- Church: Ukrainian Orthodox Church of the Kyivan Patriarchate
- Installed: 2002
- Term ended: 2008
- Successor: Ivan Yaremenko (adm.)

Orders
- Ordination: 10 December 1978
- Consecration: 25 September 1992 by Metropolitan Filaret (Denysenko)

Personal details
- Born: Serhiy Dmytrovych Verzun October 8, 1949 Kyiv, Ukrainian SSR
- Died: April 7, 2012 (aged 62) Bohuslav Raion, Ukraine

= Serafym Verzun =

Ukrainian Orthodox Archbishop

Serafym (secular name Serhiy Dmytrovych Verzun, Сергій Дмитрович Верзун; October 8, 1949 - April 7, 2012) was the Ukrainian Orthodox archbishop of the Ukrainian Orthodox Church of the Kyivan Patriarchate.

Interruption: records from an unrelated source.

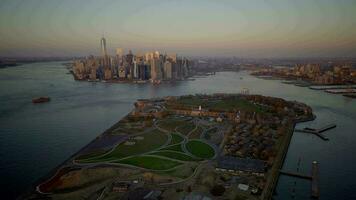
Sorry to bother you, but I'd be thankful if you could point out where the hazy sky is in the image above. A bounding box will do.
[0,0,356,57]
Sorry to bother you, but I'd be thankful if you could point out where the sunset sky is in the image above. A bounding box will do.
[0,0,356,57]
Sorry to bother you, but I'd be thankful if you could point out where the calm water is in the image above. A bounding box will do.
[0,62,356,200]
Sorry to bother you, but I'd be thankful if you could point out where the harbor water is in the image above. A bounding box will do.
[0,62,356,200]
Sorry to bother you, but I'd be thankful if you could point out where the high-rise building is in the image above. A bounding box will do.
[163,61,172,80]
[100,37,108,57]
[116,48,124,58]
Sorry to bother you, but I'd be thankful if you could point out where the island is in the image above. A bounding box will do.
[22,94,314,200]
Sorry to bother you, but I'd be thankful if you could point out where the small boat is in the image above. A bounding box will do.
[32,97,51,103]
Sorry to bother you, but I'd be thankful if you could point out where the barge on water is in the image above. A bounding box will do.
[32,97,51,103]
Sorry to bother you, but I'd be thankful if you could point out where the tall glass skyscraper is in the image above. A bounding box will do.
[100,37,108,58]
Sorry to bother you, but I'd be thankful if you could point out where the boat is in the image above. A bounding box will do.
[32,97,51,103]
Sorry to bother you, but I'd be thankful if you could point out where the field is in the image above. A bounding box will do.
[169,133,184,145]
[186,140,215,159]
[76,113,215,171]
[79,129,168,163]
[115,156,182,170]
[151,151,197,161]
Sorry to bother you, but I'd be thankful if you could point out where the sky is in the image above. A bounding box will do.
[0,0,356,58]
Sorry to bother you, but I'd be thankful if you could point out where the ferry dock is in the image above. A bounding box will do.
[295,124,336,141]
[279,161,320,199]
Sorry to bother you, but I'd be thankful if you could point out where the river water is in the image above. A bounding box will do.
[0,62,356,200]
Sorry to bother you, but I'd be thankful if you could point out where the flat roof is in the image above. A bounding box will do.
[218,156,266,173]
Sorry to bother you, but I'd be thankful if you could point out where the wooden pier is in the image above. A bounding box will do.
[295,124,336,140]
[279,161,320,198]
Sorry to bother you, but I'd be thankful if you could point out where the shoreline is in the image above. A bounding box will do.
[261,115,316,200]
[16,95,315,200]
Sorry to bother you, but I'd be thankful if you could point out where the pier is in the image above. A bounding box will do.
[279,161,320,198]
[295,124,336,140]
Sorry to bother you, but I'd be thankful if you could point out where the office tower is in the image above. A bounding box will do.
[150,59,158,81]
[166,53,177,62]
[132,58,138,79]
[163,61,172,80]
[116,48,124,58]
[100,37,108,58]
[153,51,160,58]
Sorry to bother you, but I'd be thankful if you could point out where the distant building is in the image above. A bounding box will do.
[216,156,266,176]
[163,61,172,80]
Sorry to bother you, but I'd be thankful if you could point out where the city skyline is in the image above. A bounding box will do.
[0,0,356,57]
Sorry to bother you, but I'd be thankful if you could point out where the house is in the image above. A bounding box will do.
[112,181,130,192]
[216,156,266,176]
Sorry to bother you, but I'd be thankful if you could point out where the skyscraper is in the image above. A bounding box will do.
[100,37,108,58]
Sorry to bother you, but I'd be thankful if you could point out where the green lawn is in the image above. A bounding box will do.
[189,126,203,139]
[158,119,187,131]
[81,129,168,163]
[151,151,197,161]
[115,156,182,170]
[75,150,107,160]
[169,133,184,145]
[177,122,195,135]
[161,144,184,153]
[185,140,215,159]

He was born in 1949, studied at the Odessa Theological Seminary of the Russian Orthodox Church.

June 25, 1992 he joined to the Kyiv Patriarchate.

He was consecrated as Bishop of Vyshhorod, auxiliary of the Eparchy of Kyiv, by Filaret (Denysenko), Antoniy (Masendych), Andriy (Horak), Volodymyr (Romaniuk).